Installing the certificate and private key on the server
Create the certificates folder. Your path may be /usr/lib/UniFi-Video/ or something else depending on where your base installation lives. On my Centos installation it’s in /opt/UniFi-Video.
mkdir -p /opt/UniFi-Video/data/certificates
Copy the signed certificate and private keyinto the certificates folder and rename them:
- ufv-server.cert.der (signed certificate)
- ufv-server.key.der (private key file)
Change the permissions on the newly created directory and the files inside.
chown -R unifi-video:unifi-video /opt/UniFi-Video/data/certificates/
At this point the contents of the certificates directly should look like this:
Stop the unifi-video service. The command may very depending on your operating system.
systemctl stop unifi-video.service
Modify the system.properties file to enable custom certificates.
Add the line below to the file and save the changes.

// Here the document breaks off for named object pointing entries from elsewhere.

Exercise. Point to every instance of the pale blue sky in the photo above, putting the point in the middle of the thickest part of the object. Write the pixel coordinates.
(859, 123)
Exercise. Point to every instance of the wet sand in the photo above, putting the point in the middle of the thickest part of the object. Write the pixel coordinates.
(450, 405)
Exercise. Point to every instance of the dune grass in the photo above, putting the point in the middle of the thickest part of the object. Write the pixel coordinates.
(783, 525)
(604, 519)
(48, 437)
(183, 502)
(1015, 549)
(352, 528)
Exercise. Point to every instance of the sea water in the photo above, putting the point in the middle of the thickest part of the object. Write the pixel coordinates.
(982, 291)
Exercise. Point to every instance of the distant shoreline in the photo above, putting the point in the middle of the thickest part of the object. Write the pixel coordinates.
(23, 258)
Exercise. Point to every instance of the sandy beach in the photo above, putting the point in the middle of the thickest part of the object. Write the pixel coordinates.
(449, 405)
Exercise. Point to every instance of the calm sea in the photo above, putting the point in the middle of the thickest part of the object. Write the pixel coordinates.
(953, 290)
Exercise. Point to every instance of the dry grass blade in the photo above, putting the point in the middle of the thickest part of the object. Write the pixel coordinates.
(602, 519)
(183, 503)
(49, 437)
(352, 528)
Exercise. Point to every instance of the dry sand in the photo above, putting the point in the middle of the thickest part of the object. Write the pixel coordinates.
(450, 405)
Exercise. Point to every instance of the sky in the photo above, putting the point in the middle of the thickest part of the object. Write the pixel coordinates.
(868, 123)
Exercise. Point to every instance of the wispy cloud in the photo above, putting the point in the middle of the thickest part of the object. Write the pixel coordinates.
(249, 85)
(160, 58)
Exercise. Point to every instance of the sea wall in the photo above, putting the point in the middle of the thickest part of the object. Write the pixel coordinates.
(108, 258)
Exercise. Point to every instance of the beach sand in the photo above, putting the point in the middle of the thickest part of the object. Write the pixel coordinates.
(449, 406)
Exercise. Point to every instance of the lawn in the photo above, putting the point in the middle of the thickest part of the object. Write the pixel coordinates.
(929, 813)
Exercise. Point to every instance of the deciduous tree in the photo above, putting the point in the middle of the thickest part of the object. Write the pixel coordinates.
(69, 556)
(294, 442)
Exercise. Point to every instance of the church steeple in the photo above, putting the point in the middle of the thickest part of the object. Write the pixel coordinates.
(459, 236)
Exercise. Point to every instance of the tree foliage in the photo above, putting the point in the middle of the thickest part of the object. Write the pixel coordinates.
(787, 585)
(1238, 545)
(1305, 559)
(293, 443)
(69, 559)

Make a backup the existing trust store in case something goes wrong.
cp /opt/UniFi-Video/data/ufv-truststore /opt/UniFi-Video/data/ufv-truststore.backup
Next delete the existing trust store.
rm -rf /opt/UniFi-Video/data/ufv-truststore
Start the unifi-video service.
systemctl start unifi-video.service
If everything works correctly the private key and certificate inside the certificates directory will disappear and a new trust store file will be created that contains them. The new certificate should be active in the web server at this point. From within chrome you can press Ctrl + shift +I to inspect the certificate.
If it’s not working check the log file for any errors (/opt/UniFi-Video/logs/error.log). Even if your custom certificate is not successfully imported the UniFi software will automatically regenerate a new trust store so you’ll have to repeat part of the process in order to test a new certificate if you encounter problems.